President Mokgweetsi Masisi intends to simplify the process of starting micro-businesses to make it less demanding. This entails retracting licenses for starting small businesses such as tuckshop, manicures and many others.

The Midweek Sun went out on the streets to hear views of the people about the new bill.A boutique owner based in Kanye Thapelo Dioka said it is a good initiative but he worries that Batswana will even set-up businesses which are not environmentally friendly.

“I have long struggled and been unable to rent out my spare bedrooms to try feed my family, due to stringent procedures of acquiring licenses,” said Dioka. Kolobetso Maswabi lamented that for a long time young people have been paying expensive rentals. The new law will help in starting and maintaining businesses as there will be no rentals to pay.

“For some of us who stay next to big malls the law will be an advantage, I am going to operate business in the backyard,” she says.
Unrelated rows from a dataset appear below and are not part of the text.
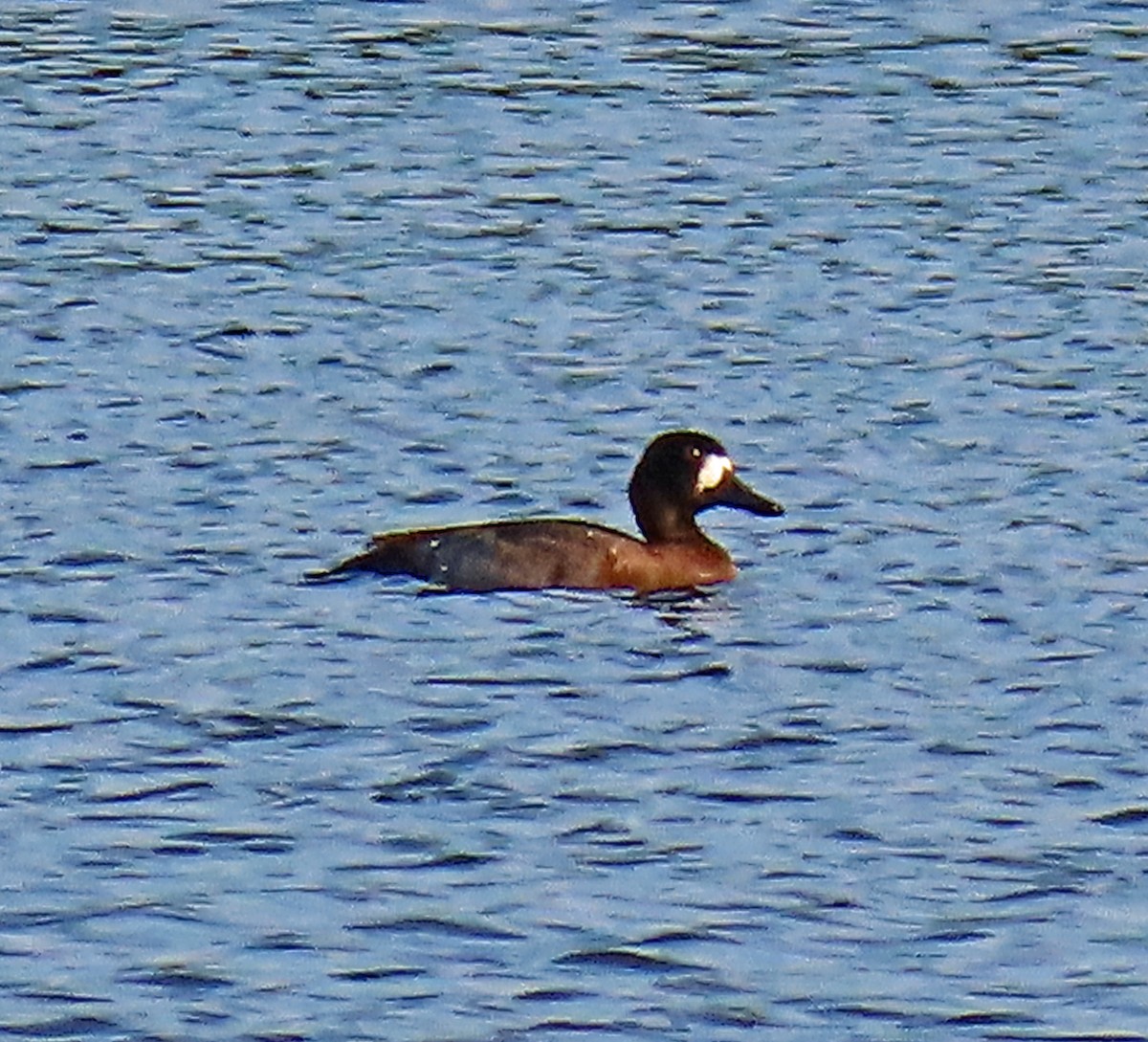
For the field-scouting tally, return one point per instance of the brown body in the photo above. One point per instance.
(543, 554)
(680, 476)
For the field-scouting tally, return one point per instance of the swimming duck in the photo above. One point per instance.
(681, 474)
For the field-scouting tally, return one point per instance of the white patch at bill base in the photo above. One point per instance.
(715, 470)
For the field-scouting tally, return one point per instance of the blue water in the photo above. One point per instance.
(276, 276)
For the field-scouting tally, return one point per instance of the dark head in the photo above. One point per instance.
(681, 474)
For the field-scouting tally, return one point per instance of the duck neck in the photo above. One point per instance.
(663, 522)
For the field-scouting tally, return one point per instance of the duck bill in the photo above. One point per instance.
(740, 496)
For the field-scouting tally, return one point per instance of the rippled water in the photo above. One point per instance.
(274, 276)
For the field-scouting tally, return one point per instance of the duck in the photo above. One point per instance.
(680, 476)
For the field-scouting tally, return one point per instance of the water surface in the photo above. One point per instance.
(275, 276)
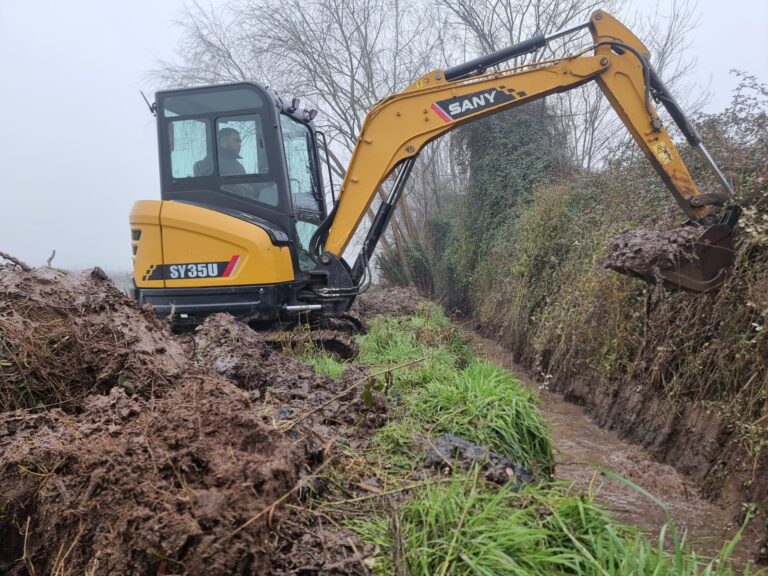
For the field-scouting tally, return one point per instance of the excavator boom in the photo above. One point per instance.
(398, 128)
(243, 225)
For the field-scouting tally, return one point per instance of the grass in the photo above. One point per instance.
(429, 525)
(468, 528)
(323, 363)
(485, 404)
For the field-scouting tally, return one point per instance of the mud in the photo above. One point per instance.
(66, 335)
(645, 253)
(140, 451)
(387, 301)
(449, 451)
(585, 443)
(132, 486)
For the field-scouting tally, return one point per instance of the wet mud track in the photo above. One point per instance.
(582, 448)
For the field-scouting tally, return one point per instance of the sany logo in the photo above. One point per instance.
(460, 106)
(471, 104)
(203, 270)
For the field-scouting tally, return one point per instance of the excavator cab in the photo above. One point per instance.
(243, 226)
(241, 196)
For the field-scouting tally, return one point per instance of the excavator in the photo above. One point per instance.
(244, 226)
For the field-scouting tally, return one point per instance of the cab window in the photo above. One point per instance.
(190, 145)
(302, 178)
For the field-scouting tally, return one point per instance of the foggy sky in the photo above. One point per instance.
(78, 145)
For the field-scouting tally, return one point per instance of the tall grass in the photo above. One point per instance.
(464, 528)
(486, 405)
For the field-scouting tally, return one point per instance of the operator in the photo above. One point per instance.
(229, 153)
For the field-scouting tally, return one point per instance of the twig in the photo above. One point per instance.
(345, 392)
(455, 539)
(19, 263)
(389, 492)
(270, 509)
(27, 559)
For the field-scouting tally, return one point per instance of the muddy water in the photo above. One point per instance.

However some had doubts about the new law, describing it as a campaign strategy and a desperate effort to gain political mileage. They will only believe it when it is signed into law.

“Why would he retract licenses when elections are about to take place and there is a need for them to explain more on what they mean about small scale businesses,” asked another entrepreneur.

Tiraone Basenyafela, an entrepreneur with disability who does leather works, lamented that they have long endured charges for licenses and at times failure to renew the licenses results in losing them.

“I believe that only big shops should be required to have licenses, not small businesses and struggling individuals like me,” said Basenyafela.

President Masisi explained that the new law intends to help Batswana improve their livelihoods and graduate from poverty, but added that licenses will still be required for those seeking to deal in food businesses and others that could be potentially unfriendly to the environment.